The regulation of the digital world is a key issue for Latin America and a necessary condition for achieving relevance in this field on a global level. So far, Latin American regulators have adopted a “wait-and-see” attitude that aims to avoid slowing down innovation. However, a lack of action on the regulatory front could put the brakes on innovation in industries such as finance.
That was the warning issued by José Manuel González-Páramo, Head of Global Economics, Regulation & Public Affairs at BBVA. González-Páramo urged the authorities in the region to draw up a harmonized regulatory framework, one that guarantees a balance between innovation and the solidity of the financial system, and consumer protection.
“Regulators in Latin America right now have a great opportunity to provide access to the best digital services in a potential market of over 600 million people. The scale of the task and the need to develop a consistent and efficient regulatory environment are the challenges that lie ahead”, the BBVA executive board member said.
González-Páramo spoke at a panel discussion during the Third Integration Meeting of Ibero-America and the Pacific Alliance. The aim of the forum, sponsored by BBVA Continental and held in Lima, is to promote new ideas to favor greater trade integration in the region. It was attended by Peruvian President Pedro Pablo Kuczynski, among others.
What shape should this digital regulatory framework take?
The BBVA executive director identified seven priorities for this digital regulatory framework in Latin America. Firstly, securing “end-to-end” digital financial products and services – that is, ones in which the registration process is 100% digital. In order to make this a reality, the authorities have to put efficient and secure digital identity systems in place.
Secondly, guaranteeing data protection and the rules of access to data. As González-Páramo said in his presentation, “data are the wealth people have; they are the petroleum of the economy of the digital world.”
Cybersecurity standards that guarantee the protection and integration of data also need to be adopted. Another regulatory priority that must be addressed is ‘cloud computing’ in the financial sector. Likewise, the efficiency and robustness of the payments system needs to be strengthened, as does the development of ‘fintech’ innovation – for example, through regulatory ‘sandboxes’.
Lastly, José Manuel González-Páramo also identified guaranteeing a level playing field between new actors and the traditional financial sector as a priority.
José Manuel González-Páramo, Head of Global Economics, Regulation & Public Affairs at BBVA. González-Páram, during the Third Integration Meeting of Ibero-America and the Pacific Alliance. - BBVA
Why the need for harmonized digital regulations?
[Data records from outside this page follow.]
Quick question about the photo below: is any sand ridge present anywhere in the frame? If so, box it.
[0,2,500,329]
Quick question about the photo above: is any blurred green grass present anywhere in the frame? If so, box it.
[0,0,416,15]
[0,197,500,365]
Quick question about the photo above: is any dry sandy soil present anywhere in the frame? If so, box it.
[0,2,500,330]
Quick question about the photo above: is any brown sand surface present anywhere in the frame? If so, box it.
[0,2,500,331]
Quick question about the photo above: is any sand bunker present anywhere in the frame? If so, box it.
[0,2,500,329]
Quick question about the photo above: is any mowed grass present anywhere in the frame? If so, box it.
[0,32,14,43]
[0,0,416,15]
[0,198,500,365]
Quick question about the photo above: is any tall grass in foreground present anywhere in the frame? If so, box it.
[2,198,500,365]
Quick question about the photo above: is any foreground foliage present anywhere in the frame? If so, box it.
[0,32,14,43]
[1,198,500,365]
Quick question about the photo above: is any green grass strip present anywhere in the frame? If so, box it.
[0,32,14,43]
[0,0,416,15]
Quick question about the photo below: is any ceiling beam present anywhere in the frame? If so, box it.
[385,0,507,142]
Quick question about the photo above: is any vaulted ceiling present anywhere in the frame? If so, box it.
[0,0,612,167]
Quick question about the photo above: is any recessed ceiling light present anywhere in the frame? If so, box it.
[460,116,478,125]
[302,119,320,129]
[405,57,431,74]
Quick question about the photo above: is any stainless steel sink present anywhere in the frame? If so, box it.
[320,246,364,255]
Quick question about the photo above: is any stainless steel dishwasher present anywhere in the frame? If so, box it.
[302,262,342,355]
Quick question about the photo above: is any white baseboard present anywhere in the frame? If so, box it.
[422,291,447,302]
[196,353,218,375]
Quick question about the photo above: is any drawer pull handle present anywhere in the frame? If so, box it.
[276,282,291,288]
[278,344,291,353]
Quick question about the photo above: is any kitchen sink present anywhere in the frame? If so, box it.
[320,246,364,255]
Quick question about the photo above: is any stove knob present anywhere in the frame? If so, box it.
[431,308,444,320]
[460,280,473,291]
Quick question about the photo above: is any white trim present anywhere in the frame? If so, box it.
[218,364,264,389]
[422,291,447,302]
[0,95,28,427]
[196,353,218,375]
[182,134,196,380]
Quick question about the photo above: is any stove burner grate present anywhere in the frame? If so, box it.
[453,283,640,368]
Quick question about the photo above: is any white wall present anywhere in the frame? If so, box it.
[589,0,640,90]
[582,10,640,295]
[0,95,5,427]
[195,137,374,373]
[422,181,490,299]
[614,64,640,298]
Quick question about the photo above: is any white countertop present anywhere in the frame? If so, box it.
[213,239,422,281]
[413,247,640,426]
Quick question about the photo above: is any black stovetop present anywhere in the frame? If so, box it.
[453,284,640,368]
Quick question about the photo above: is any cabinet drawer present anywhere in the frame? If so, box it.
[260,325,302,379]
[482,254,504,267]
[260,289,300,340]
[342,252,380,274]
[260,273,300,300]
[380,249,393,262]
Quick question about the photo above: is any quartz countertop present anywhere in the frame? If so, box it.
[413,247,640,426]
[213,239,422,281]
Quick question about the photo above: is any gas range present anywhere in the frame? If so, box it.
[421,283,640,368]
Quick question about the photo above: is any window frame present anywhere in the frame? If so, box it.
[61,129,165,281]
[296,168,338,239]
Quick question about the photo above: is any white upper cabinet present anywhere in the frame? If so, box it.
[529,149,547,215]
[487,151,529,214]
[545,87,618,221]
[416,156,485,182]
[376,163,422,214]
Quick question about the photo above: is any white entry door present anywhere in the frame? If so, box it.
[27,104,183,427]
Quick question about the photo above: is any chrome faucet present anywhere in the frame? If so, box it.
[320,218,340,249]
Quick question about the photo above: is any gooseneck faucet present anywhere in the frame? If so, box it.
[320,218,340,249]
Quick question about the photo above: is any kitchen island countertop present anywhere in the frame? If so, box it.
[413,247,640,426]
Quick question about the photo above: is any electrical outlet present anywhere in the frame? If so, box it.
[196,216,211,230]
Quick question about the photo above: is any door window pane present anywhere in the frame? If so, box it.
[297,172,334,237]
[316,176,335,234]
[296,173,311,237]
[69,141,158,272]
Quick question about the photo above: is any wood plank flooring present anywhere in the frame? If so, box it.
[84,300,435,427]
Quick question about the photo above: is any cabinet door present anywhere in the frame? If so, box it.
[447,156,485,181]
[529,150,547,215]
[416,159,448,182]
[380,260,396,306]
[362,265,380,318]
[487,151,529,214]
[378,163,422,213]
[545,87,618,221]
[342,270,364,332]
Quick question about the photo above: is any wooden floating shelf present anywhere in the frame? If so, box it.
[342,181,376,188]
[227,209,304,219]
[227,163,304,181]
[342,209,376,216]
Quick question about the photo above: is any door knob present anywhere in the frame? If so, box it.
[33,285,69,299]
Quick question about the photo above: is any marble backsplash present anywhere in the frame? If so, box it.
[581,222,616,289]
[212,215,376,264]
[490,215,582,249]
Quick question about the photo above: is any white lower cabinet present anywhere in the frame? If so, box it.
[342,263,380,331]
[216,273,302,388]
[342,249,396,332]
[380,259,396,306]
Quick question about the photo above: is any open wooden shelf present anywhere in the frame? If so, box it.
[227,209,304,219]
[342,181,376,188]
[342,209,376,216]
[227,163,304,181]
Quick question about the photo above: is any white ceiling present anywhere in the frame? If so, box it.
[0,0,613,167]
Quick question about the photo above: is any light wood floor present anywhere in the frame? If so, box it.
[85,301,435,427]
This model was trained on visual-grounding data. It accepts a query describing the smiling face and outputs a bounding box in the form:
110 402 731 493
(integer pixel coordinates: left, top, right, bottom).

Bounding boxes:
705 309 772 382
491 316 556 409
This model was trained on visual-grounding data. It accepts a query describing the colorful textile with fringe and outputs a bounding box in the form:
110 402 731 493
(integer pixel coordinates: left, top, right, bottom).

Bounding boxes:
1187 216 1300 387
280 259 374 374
González-Páramo pointed out that the traditional regulatory framework of the finance sector has shortcomings, for example, in the flexibility and dynamism the digital environment demands. Likewise, it comes up short when dealing with the challenges required of a transverse regulatory system that covers areas such as consumer protection and the treatment of personal data.
So far, he said, the Latin American authorities had limited themselves to local intervention, rather than embracing regional coordination. However, the new digital environment dissolves barriers between countries and sectors, making it “necessary to formulate a harmonized response based on common principals”.
The BBVA executive director said a harmonized regulatory framework would help take advantage of the benefits of integrating Latin American markets, thereby, allowing economies of scale and multiplying the opportunities for efficiency gains. At the same time, defining common principles in the region would reduce regulatory arbitrage and the appearance of uncovered risks.
Digital transformation, the creator of opportunities
The BBVA executive director noted that currently we are immersed in the digital transformation of financial services, driven by the adoption of technologies with an exponential reach, and the development of innovative infrastructure and new business models, which makes better products and services available to customers.
He explained that this transformation brings with it the arrival of greater competition in the form of new entrants, both small ‘startups’ and large technological companies, which offer innovative solutions. The digitalization of financial services allows them to improve and expand in both offer and scope, reaching more people, including in rural areas, with greater speed, convenience and economic attractiveness.
González-Páramo said digitization presents the opportunity for financial inclusion in Latin America. This is fundamental to achieving inclusive economic growth and in reducing inequality, as the lack of access to financial services affects above all the more vulnerable sectors of the population.